Going green tops Gartner's 2008 IT trends list
Going green tops Gartner's 2008 IT trends listPosted by Chris Hynes at 12:41PM, Thursday 11th October 2007
Shifting to "Green IT" and unified communications are next year's top two trends, according to analyst Gartner.
Environmentally-friendly "Green IT" will continue to be at the forefront of businesses' strategies next year, according to analyst Gartner who this week revealed the top 10 trends and technologies it believes will be key in 2008 and beyond.
Potential "green" regulations could further constrain companies from expanding data centres and the impact of power grids and carbon emissions are under constant scrutiny, meaning that the pressure to get and stay green is only set to increase.
Gartner has previously claimed that the manufacturing, transportation and use of IT equipment causes roughly two per cent of the world's carbon emissions, on a par with the aviation industry.

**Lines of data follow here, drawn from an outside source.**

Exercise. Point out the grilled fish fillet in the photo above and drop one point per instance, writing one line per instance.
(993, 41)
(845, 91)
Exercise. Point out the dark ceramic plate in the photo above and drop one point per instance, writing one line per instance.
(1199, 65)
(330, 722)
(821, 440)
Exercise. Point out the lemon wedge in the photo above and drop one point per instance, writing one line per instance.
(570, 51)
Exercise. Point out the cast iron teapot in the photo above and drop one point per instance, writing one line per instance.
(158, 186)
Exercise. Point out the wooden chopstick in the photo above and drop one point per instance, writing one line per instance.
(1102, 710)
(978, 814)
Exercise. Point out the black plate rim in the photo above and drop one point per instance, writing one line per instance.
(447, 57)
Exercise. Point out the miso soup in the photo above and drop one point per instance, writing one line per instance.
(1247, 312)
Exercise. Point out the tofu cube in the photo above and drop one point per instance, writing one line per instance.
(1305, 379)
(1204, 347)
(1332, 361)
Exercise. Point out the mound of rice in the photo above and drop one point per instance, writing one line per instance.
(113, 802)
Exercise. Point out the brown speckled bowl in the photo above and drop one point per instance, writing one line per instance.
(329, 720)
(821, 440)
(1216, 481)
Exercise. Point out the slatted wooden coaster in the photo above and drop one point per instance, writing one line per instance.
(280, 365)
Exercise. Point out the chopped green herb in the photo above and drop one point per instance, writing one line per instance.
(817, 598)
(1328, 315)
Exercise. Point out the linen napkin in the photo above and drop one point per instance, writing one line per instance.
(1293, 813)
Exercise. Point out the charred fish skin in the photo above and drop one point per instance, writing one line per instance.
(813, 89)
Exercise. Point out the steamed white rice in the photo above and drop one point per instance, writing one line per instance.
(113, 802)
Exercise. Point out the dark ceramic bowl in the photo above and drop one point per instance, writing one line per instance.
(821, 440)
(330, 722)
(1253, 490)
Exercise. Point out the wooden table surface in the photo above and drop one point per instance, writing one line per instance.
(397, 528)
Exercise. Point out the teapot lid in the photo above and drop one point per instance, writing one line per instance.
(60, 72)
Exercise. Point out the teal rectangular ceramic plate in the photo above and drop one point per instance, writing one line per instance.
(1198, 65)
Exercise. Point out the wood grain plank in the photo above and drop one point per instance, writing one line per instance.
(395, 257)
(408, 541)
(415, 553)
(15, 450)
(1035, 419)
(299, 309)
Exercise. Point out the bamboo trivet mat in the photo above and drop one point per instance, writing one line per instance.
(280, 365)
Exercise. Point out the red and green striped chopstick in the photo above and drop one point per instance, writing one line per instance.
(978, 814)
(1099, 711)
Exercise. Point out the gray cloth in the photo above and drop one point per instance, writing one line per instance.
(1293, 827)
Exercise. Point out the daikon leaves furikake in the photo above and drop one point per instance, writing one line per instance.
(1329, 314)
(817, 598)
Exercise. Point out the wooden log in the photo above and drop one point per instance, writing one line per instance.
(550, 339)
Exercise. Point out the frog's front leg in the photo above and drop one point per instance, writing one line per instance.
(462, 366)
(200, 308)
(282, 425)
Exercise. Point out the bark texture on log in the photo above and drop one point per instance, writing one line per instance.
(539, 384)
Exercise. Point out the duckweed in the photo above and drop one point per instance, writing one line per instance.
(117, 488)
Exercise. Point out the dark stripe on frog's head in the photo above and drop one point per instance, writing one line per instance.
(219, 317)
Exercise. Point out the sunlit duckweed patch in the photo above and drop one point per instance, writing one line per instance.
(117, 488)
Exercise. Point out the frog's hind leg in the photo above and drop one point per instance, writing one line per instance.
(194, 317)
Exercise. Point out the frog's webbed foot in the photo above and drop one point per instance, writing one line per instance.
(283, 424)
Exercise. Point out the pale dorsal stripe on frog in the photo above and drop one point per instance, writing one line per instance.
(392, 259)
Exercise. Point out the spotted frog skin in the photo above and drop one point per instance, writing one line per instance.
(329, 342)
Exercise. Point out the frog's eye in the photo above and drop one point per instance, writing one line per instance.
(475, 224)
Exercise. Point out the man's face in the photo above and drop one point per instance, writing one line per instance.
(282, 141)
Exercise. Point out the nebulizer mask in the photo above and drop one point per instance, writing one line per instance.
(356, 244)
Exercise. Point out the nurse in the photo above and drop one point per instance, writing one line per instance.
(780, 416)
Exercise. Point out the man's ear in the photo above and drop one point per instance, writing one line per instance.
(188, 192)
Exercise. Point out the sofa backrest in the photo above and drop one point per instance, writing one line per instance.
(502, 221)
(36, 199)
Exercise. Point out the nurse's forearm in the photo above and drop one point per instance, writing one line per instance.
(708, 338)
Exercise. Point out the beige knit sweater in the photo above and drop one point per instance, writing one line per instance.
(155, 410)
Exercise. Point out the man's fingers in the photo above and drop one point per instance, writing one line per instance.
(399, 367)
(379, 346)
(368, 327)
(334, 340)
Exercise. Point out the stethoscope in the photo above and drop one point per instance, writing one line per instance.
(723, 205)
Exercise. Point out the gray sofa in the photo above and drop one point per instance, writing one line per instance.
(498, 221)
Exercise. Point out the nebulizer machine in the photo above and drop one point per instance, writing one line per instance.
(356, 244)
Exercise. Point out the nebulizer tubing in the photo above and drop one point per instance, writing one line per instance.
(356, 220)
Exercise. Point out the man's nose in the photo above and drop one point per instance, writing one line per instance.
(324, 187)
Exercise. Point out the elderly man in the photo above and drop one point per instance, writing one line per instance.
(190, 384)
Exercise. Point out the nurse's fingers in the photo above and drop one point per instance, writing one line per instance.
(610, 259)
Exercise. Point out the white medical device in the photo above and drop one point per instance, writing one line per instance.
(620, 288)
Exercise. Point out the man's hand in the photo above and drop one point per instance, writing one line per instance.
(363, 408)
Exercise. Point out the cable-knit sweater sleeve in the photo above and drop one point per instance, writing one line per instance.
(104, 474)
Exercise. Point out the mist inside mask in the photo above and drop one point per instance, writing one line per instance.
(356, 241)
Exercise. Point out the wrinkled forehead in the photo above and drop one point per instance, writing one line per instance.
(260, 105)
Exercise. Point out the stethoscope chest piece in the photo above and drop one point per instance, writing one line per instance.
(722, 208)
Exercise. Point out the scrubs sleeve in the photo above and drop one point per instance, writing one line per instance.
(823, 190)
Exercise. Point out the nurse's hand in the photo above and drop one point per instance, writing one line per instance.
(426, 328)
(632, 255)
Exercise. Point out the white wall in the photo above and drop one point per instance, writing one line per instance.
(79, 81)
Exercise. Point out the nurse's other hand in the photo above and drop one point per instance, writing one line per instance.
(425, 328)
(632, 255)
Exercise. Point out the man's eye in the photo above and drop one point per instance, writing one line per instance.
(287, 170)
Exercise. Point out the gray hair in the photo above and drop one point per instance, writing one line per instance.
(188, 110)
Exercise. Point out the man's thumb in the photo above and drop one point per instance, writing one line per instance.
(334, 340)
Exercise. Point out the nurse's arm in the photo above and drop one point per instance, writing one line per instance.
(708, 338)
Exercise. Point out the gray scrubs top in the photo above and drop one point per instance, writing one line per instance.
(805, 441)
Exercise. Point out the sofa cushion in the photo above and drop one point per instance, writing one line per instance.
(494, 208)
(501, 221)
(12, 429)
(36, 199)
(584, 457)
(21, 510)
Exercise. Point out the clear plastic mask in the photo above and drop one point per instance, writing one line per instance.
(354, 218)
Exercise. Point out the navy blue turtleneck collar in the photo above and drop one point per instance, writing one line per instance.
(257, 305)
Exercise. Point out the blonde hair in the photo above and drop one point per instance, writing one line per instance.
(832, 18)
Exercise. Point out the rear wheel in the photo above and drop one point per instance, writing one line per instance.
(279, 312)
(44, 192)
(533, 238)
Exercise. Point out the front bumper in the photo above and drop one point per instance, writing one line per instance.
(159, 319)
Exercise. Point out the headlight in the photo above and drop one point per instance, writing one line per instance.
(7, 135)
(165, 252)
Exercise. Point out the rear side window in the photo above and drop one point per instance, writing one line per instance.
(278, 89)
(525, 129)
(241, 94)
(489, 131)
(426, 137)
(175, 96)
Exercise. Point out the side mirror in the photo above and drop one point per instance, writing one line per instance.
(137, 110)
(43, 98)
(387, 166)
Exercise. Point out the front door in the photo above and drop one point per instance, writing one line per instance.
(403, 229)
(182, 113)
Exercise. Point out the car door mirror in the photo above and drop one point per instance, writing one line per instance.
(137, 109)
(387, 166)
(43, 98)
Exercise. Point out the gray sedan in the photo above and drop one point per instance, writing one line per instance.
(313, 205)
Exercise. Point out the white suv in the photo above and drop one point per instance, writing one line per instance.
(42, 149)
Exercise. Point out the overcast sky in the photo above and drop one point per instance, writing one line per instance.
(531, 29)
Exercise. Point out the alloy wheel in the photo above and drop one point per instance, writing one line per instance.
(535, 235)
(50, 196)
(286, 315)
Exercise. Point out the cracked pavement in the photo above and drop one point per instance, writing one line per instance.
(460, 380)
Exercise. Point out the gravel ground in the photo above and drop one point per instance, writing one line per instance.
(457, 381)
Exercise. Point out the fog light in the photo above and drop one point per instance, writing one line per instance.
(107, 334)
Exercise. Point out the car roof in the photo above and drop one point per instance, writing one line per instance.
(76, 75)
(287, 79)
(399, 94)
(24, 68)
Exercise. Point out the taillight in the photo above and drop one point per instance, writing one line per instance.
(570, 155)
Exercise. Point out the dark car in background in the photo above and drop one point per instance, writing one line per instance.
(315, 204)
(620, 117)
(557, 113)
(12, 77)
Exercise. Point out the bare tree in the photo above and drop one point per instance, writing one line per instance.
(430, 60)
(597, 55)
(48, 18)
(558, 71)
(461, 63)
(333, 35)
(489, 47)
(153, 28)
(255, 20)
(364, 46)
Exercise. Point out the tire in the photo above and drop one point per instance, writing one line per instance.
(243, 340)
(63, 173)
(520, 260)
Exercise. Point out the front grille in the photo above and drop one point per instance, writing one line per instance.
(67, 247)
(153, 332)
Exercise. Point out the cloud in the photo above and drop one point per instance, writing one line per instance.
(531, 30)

Although the issue has been widely highlighted, and many organisations have publicly declared their eco-friendly commitment, a large number of businesses have yet to turn intentions into action. Indeed, a poll conducted in September by storage vendor Onstor revealed that just over a third (36 per cent) of organisations currently have projects that would make their computing needs more environmentally friendly, leaving a majority that has yet to act.
However, some companies are doing their bit, particularly the major IT vendors who are trying to take the lead. Dell, for example, has clear plans to become carbon neutral as evidenced by its tree-planting and energy-savvy initiatives.
But being green isn't the only major change predicted for the coming year. Currently, 20 per cent of the installed base with private branch exchanges (PBX) have migrated to IP telephony, with more than 80 per cent in a trial phase, according to Gartner, which expects the majority of companies to embark on full-blown implementation over the next three years.
The impending switch to unified communications, the first major change in voice communications since the mobile phone revolution, could prove key as companies look towards reducing meeting-related travel as part of their mission to become greener.
The remaining trends that Gartner believes will be prevalent in 2008 are business process modelling, metadata management, virtualisation 2.0, mash up and composite applications, web platform and web oriented architecture (WOA), computing fabric, real world web and social software.
"Companies should factor these technologies into their strategic planning process by asking key questions and making deliberate decisions about them during the next two years," said David Cearley, vice president of IT for Gartner Symposium, an event being held next month where the analyst plans to go into more detail about its predictions.
"Sometimes the decision will be to do nothing with a particular technology. In other cases it will be to continue investing in the technology at the current rate. In still other cases, the decision may be to test/pilot or more aggressively adopt/deploy the technology. The important thing is to ask the question and proactively plan."